Oleh: Muh. Rifky Fauzan

Jadi kampung nenek saya itu berada di Desa Kondono,Kecamatan Laonti di Kabupaten Konawe Selatan. Kampung nenek saya ini berada di sebuah pulau. Kalau mau ke kampung tersebut, kita harus menaiki kapal kayu selama 3 sampai 4 jam. Sewa kapal tersebut sebesar 60 ribu rupiah untuk satu kali perjalanan. Setelah sampai di pelabuhan, kita harus menyewa mobil lagi sebesar 5 ribu rupiah agar sampai ke desa nenek. Yah, begitulah, sebab jarak dari pelabuhan ke desa nenek lumayan jauh. Kurang lebih 4 atau 5 kilometer.

Desa nenek saya ini tidak memiliki jaringan. Listriknya pun terbatas, hanya ada pada saat malam dari pukul 06.00 sampai 23.00 malam. Mengapa bisa demikian? Di kampung nenek saya ini, PLN belum bisa tembus dikarenakan jalan daratnya yang barusan selesai. Jadi, kalau mau ke kampung nenek saya ini, harus menaiki kapal ber jam-jam dikarenakan jalan daratnya yang barusan tembus tetapi belum diaspal. Maaf, yah.

Di kampung nenek ini, saya pernah sekolah SMP dari kelas 2 sampai tamat. Ketika tamat, saya lanjut sekolah di Kendari. Jarak dari rumah ke sekolah itu, sejauh 2 kilometer. Kalau mau ke sekolah, saya kadang berjalan kaki atau berboncengan dengan teman. Kampung nenek saya ini jalannya masih kurang bagus, karena jalannya sebagian sudah jadi, sebagiannya belum jadi. Jalan di kampung nenek saya ini tidak menggunakan aspal tapi menggunakan beton. Kadang saya suka bosan kalau sedang berada di kampung nenek ini. Soalnya, di sana tidak ada jaringan dan tempat yang memiliki jaringan itu jauh dari rumah nenek, yakni kurang lebih 4 sampai 5 kilometer dari rumah nenek saya. Walaupun saya merasa bosan dan agak stres.
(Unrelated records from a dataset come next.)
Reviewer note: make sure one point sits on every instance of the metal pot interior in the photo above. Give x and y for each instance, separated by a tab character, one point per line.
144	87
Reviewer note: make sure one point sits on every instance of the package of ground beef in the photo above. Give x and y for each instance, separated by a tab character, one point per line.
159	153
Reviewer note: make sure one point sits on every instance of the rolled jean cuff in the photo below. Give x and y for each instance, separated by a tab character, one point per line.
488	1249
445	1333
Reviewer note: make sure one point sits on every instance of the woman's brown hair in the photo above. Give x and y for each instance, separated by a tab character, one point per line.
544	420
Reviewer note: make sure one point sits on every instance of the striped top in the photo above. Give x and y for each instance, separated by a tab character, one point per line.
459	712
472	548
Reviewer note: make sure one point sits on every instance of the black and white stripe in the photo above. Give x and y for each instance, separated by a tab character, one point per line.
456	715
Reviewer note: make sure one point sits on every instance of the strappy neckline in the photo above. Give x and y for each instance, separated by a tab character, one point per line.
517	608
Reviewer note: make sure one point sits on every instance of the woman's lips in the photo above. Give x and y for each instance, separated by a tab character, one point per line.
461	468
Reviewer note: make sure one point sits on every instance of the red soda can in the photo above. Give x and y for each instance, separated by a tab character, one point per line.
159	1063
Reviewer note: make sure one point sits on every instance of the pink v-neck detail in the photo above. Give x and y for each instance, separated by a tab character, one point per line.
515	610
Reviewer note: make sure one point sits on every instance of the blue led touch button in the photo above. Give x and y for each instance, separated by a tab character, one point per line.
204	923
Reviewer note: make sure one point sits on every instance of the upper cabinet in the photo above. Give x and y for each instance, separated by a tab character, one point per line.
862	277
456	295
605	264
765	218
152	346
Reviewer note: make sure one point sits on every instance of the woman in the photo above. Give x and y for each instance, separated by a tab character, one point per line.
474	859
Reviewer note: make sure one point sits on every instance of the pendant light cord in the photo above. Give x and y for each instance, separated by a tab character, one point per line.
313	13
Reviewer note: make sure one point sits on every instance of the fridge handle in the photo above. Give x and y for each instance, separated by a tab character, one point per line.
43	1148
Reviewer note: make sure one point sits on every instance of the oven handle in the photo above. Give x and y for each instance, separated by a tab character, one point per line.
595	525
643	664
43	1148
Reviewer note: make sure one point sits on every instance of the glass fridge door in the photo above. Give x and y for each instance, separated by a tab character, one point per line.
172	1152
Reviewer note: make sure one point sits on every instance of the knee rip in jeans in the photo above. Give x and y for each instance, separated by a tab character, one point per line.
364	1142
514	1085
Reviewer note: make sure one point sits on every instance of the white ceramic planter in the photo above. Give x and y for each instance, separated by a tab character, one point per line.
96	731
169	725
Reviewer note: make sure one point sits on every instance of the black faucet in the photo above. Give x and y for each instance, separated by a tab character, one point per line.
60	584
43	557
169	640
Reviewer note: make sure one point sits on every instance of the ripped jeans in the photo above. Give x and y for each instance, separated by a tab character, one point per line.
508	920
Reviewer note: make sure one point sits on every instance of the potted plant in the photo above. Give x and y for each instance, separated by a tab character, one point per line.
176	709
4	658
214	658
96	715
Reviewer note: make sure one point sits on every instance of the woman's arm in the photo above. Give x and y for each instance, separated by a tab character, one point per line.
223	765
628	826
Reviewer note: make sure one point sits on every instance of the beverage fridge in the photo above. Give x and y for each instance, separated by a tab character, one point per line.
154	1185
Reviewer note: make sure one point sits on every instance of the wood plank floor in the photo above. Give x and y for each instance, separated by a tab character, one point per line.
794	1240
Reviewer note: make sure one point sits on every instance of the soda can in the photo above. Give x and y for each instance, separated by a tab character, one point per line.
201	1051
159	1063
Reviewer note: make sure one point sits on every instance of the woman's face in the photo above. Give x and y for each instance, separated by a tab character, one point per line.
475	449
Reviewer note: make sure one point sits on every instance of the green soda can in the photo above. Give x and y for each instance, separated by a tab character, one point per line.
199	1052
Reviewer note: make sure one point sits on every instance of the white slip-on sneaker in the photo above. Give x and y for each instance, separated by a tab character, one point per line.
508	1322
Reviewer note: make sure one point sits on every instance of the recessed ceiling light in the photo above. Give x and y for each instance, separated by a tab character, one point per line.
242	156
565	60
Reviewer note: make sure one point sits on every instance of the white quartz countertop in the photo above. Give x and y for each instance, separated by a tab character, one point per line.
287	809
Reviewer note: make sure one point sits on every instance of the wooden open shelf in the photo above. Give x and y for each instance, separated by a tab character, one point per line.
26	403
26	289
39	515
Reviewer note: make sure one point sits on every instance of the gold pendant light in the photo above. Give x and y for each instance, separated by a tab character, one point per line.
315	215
Nah, untuk menghilangkan rasa bosan itu, saya suka pergi mandi di sungai, memancing di sungai, dan pergi ke kebun untuk memanen buah atau tanaman yang berada di kebung saya seperti pala, cengkih, jambu mente, dan kelapa.

Di kampung nenek saya ini, juga mempunyai tempat permandian yang sangat indah, tetapi lumayan jauh. Jika ke sana, harus menyewa kapal kecil lagi agar sampai ke permandian tersebut. Nama permandiannya adalah Namu, Pasir Panjang, dan masih banyak lagi.

Walaupun saya sering merasa bosan dan sebagainya, tetapi ada hal yang saya suka dari kampung itu, yakni kesunyian dan ketenangan. Beda dengan di perkotaan yang sangat ramai dan berisik. Kalau di kampung nenek saya, susananya sangat tenang dan tidak berisik yang bisa membuat pikiran kita rileks. Udara di kampung nenek sangat sejuk, karena belum tercemar. Beda halnya di perkotaan, udara kurang sejuk karena adanya polusi dari asap kendaraan maupun dari pabrik.

Di kampung nenek, suasananya yang sunyi dengan kicauan burung yang berada di pepohonan, suara dedaunan yang berjatuhan, dan kurangnya suara kendaraan membuat hati kita senang dan pikiran juga tenang. Beda halnya dengan perkotaan yang penuh dengan suara berisik, dikarenakan suara motor, mesin pabrik, atau pun suara mesin pembangunan yang membuat kita kurang enak mendengarnya.

Menceritakan hali ini, rasa-rasanya ingin ke kampung nenek lagi.

Kendari, 7 Mei 2023

MUHAMMAD RIFKY FAUZAN, lahir di Bangkali, Kabupaten Muna, 17 Juli 2008bersekolah di SMK Life Skill, kelas 2. Aktif berorganisasi di Ikatan Pelajar Muhammadiyah (IPM) sebagai Ketua Bidang PIP di PC IPM Poasia.

CATATAN:

Esai ini hasil kegiatan Kelas Intensif Kepenulisan Esai bagi Pelajar, dilaksanakan Ikatan Pelajar Muhammadiyah (IPM) Sulawesi Tenggara pada Ahad, 7 Mei 2023, di Aula Universitas Muhammadiyah Kendari. Narasumber kelas kepenulisan tersebut adalah Syaifuddin Gani, peneliti Badan Riset dan Inovasi Nasional (BRIN) dan pendiri Pustaka Kabanti Kendari.